独居老人、夕食は1人 2015年10月16日
高齢者対象「食生活と食意識に関する調査」アンケート
(株)日本能率協会総合研究所は60~79歳の高齢者を対象に「食生活と食意識に関する調査」を行い、10月15日に公表した。
同アンケートは高齢者の食生活の実態と意識を明らかにすることがねらいで、調査対象の高齢者を生活環境別で▽夫婦のみ、▽こども家族と同居、▽一人暮らしの3つに分けて聴取した。また比較対象のため同じ内容のアンケートを、一人暮らしをしている20代の男女にも行った。
また調査対象の就労状況は、以下のグラフの通りとなっており、今回の調査対象の高齢者のうち3割はパートなどを含めて働いている環境にある。
【就労状況】
◆1人で惣菜食べる高齢者 食事の時間もまちまち
【自宅で夕食を一緒に食べる人】
自宅での食生活について上図のように、一人暮らしの高齢者は1人で夕食を食べる割合が最も高かった。
一人暮らしの高齢者は同居人のいる高齢者に比べ、同じメニューが続く割合が約2倍と高い。

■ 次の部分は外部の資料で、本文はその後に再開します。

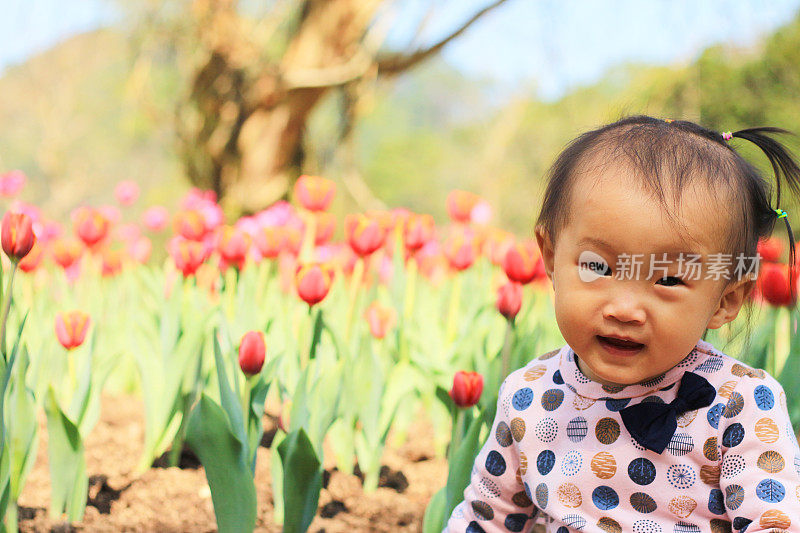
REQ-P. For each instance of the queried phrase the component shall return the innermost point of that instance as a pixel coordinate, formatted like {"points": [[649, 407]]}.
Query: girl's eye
{"points": [[670, 281], [601, 269]]}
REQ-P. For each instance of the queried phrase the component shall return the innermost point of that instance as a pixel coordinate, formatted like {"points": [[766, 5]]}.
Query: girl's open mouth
{"points": [[619, 346]]}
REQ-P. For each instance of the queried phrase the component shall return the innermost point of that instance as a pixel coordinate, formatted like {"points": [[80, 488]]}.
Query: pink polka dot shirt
{"points": [[559, 454]]}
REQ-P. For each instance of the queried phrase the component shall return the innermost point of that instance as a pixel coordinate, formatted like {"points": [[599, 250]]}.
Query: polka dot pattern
{"points": [[559, 451]]}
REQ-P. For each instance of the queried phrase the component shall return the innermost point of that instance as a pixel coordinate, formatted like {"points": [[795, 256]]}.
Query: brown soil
{"points": [[173, 499]]}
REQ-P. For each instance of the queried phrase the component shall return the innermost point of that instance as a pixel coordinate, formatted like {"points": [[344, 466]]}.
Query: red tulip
{"points": [[326, 225], [315, 193], [523, 263], [365, 234], [188, 255], [252, 352], [293, 239], [31, 262], [313, 281], [460, 205], [233, 246], [417, 231], [71, 328], [66, 252], [17, 235], [112, 262], [509, 299], [90, 225], [770, 249], [775, 286], [380, 319], [270, 240], [461, 250], [467, 388], [140, 249], [155, 218], [190, 224]]}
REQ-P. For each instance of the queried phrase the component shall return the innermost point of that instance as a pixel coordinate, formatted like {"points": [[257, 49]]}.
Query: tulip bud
{"points": [[190, 224], [233, 246], [313, 281], [770, 249], [31, 262], [17, 235], [775, 285], [467, 388], [417, 231], [71, 328], [522, 262], [461, 250], [111, 262], [315, 193], [90, 225], [509, 299], [365, 234], [252, 351], [188, 255], [325, 227], [66, 252], [270, 240], [155, 218]]}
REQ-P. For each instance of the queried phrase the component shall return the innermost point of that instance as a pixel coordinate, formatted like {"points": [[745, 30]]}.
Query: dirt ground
{"points": [[178, 499]]}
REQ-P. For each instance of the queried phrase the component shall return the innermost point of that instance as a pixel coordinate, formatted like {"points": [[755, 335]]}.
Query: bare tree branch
{"points": [[391, 64], [312, 78]]}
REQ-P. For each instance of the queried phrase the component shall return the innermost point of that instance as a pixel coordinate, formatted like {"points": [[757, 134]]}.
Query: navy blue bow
{"points": [[653, 424]]}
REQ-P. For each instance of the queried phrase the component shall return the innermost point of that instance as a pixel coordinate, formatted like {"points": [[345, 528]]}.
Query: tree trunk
{"points": [[241, 135], [241, 129]]}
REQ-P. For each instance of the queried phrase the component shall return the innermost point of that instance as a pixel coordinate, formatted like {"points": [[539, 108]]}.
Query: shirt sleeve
{"points": [[760, 459], [496, 499]]}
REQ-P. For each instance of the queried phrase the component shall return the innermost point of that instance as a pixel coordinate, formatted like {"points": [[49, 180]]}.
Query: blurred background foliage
{"points": [[100, 107]]}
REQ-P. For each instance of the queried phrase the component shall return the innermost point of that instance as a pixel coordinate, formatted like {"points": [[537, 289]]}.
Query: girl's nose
{"points": [[624, 307]]}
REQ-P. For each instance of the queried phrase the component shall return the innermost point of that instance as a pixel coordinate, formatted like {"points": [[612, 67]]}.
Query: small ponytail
{"points": [[785, 168]]}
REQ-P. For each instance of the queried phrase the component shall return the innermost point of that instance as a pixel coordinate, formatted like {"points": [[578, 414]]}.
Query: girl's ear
{"points": [[730, 302], [546, 248]]}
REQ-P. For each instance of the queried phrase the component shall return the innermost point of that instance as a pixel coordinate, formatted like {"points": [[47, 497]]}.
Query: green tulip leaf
{"points": [[460, 466], [433, 522], [302, 481], [230, 401], [233, 491], [67, 463]]}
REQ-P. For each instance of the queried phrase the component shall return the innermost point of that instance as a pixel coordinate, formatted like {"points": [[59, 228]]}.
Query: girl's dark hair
{"points": [[669, 155]]}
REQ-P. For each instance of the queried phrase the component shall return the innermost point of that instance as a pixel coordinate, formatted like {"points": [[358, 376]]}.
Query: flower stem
{"points": [[458, 434], [6, 309], [455, 302], [355, 285], [507, 348]]}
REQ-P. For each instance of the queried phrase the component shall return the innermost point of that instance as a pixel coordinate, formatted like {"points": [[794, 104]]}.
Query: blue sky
{"points": [[549, 45]]}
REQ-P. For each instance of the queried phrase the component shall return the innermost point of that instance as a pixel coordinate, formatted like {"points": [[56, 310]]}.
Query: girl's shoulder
{"points": [[542, 369], [738, 381]]}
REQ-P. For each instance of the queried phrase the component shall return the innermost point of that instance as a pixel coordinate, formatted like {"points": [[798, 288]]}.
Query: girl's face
{"points": [[627, 326]]}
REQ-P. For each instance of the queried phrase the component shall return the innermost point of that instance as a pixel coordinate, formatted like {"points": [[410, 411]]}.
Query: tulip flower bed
{"points": [[314, 383]]}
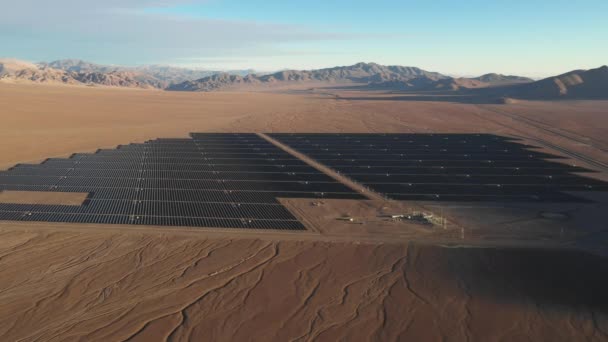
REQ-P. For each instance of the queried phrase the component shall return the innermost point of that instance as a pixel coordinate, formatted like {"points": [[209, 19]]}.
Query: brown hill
{"points": [[19, 71], [578, 84], [158, 76], [362, 73], [499, 79]]}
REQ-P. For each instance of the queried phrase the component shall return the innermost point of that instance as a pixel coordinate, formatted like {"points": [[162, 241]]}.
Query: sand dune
{"points": [[165, 286]]}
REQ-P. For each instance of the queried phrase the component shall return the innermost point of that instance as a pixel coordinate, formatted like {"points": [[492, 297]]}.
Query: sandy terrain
{"points": [[371, 279]]}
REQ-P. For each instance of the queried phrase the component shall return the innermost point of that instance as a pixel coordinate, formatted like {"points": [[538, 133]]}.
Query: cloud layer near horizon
{"points": [[123, 32]]}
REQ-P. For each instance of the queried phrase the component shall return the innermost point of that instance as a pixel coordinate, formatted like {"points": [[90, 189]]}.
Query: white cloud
{"points": [[122, 32]]}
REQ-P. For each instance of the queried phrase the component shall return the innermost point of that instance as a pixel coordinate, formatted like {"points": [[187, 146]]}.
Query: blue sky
{"points": [[534, 37]]}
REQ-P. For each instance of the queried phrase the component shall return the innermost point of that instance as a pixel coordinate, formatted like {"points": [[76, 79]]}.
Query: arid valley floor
{"points": [[496, 273]]}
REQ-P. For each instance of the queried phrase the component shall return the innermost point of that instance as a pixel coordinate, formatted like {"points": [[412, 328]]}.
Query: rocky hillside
{"points": [[577, 84], [361, 73], [157, 76], [498, 79], [17, 71]]}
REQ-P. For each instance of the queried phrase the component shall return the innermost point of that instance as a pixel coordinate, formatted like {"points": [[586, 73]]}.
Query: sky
{"points": [[534, 38]]}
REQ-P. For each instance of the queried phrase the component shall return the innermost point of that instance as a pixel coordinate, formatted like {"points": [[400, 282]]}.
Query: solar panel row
{"points": [[447, 167], [210, 180]]}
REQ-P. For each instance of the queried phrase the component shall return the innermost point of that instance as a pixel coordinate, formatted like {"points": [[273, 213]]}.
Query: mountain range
{"points": [[74, 71], [575, 84]]}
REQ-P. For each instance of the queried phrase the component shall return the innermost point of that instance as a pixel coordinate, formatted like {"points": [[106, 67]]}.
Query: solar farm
{"points": [[446, 167], [234, 180], [210, 180]]}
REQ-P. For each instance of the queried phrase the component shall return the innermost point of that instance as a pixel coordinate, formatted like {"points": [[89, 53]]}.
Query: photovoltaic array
{"points": [[210, 180], [446, 167]]}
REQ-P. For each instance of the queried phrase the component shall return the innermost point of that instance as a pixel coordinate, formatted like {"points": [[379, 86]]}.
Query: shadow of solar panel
{"points": [[447, 167], [211, 180]]}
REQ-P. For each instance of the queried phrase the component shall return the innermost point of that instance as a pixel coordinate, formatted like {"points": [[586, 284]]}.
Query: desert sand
{"points": [[496, 274]]}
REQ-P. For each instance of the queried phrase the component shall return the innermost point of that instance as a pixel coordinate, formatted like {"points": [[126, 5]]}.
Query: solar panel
{"points": [[446, 167], [210, 180]]}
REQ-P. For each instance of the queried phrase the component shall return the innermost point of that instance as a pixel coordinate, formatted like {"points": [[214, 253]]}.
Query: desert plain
{"points": [[495, 273]]}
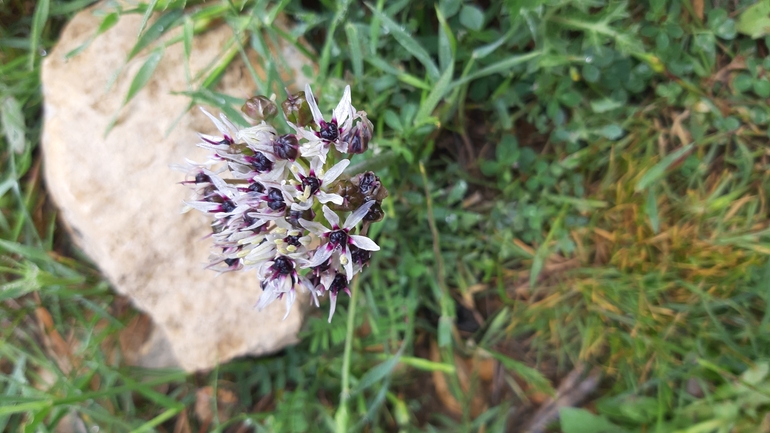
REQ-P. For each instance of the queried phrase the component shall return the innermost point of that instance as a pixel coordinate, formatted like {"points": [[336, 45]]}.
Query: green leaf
{"points": [[356, 57], [762, 88], [507, 151], [146, 17], [574, 420], [447, 45], [612, 131], [435, 96], [107, 23], [472, 17], [408, 42], [12, 120], [604, 105], [376, 374], [504, 65], [444, 331], [163, 24], [659, 170], [651, 208], [527, 373], [145, 72], [38, 23], [755, 20], [756, 374], [393, 121], [187, 35]]}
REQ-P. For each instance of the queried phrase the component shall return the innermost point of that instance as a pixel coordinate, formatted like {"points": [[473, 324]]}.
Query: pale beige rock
{"points": [[122, 202]]}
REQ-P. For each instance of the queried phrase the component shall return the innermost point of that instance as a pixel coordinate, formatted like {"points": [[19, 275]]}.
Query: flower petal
{"points": [[332, 305], [344, 109], [322, 253], [332, 217], [364, 243], [313, 105], [220, 126], [335, 172], [348, 259], [316, 165], [326, 198], [356, 217], [290, 297], [317, 229], [266, 298]]}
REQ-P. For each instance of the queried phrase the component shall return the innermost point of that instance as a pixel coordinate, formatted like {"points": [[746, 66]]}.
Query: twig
{"points": [[341, 417], [572, 391]]}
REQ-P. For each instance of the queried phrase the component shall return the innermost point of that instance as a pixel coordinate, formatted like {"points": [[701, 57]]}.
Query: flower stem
{"points": [[341, 417]]}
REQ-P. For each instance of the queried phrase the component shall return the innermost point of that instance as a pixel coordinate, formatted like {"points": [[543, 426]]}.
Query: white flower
{"points": [[278, 278], [315, 183], [339, 238], [329, 132]]}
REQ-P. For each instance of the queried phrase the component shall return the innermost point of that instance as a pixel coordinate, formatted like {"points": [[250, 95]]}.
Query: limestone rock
{"points": [[122, 202]]}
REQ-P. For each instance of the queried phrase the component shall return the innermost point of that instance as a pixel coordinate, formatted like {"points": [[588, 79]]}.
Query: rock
{"points": [[122, 202]]}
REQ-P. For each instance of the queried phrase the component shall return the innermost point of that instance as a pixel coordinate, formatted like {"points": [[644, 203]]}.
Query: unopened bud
{"points": [[369, 186], [375, 213], [286, 147], [260, 108], [293, 216], [359, 136], [297, 110]]}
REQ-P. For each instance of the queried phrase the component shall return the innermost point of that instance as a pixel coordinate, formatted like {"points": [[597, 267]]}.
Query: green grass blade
{"points": [[447, 44], [38, 23], [146, 17], [434, 97], [107, 23], [408, 42], [500, 66], [659, 170], [356, 57], [167, 414], [12, 120], [163, 24], [144, 74], [529, 374]]}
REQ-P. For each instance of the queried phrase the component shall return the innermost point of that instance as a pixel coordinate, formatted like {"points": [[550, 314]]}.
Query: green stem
{"points": [[342, 417]]}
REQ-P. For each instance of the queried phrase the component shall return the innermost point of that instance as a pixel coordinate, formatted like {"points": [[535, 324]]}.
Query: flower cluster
{"points": [[267, 192]]}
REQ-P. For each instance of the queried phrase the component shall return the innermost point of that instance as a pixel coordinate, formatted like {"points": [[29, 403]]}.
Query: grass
{"points": [[572, 184]]}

ほかにも1日3食食べる割合や、決まった時間帯に食事をとる習慣も減っていることが分かった。
1週間に自宅で手料理を食べる回数に関しては、同居人のいる高齢者の9割が「週に10回以上」と答えたのに対し、一人暮らしの高齢者は7割に留まった。その裏付けをするように、惣菜や弁当の「週に2回以上」の利用は下図のように、一人暮らしの高齢者が同居人のいる高齢者に比べ約2倍となった。
【普段の総菜や弁当の利用頻度】
一人暮らしをしている高齢者のうち男性は、コンビニで弁当や総菜を購入する人が4割を超えていることもわかった。
◆「栄養バランスとれていない」一人暮らしする高齢者に自覚
一人暮らしをしている高齢者の半数は、食生活に対し「栄養バランスがとれていない」と自覚していた。
彼らが普段の食生活で不足している栄養素としてタンパク質、食物繊維、鉄分、カリウム、カルシウムなどの声が上がった。これはカリウム以外、20代の一人暮らしが不足していると感じている栄養素と同じだった。なぜ栄養バランスがとれていないと感じるか理由を尋ねると、8割が「一人暮らしだから」と答えた。他の理由として「毎回きちんと料理を作るのが面倒」「いろんなメニューを作るのが面倒」などがあった。
「栄養バランスがとれている」と感じる同居人のいる高齢者は、8割を越えている。不足していると感じる栄養素に関しても、「不足しているものはない」と答えた人がそれぞれ27%と25%で、これは一人暮らしをしている高齢者の回答の13%に対し、おおよそ倍という結果だった。
◆半数の高齢者が、宅配サービスに興味
食材などの「宅配サービス」について、健康な食生活を送るため利用したいと考えている高齢者は約半数いることがわかった。
特に利用したいアイテムは約7割が「牛乳・乳製品」で、次が「野菜・果物」、その他に魚介類などが続いた。「牛乳・乳製品」の回答が大きく占めたことから、彼らが不足していると感じている「カルシウム」などの栄養素を補おうとしている意識がうかがえる結果となった。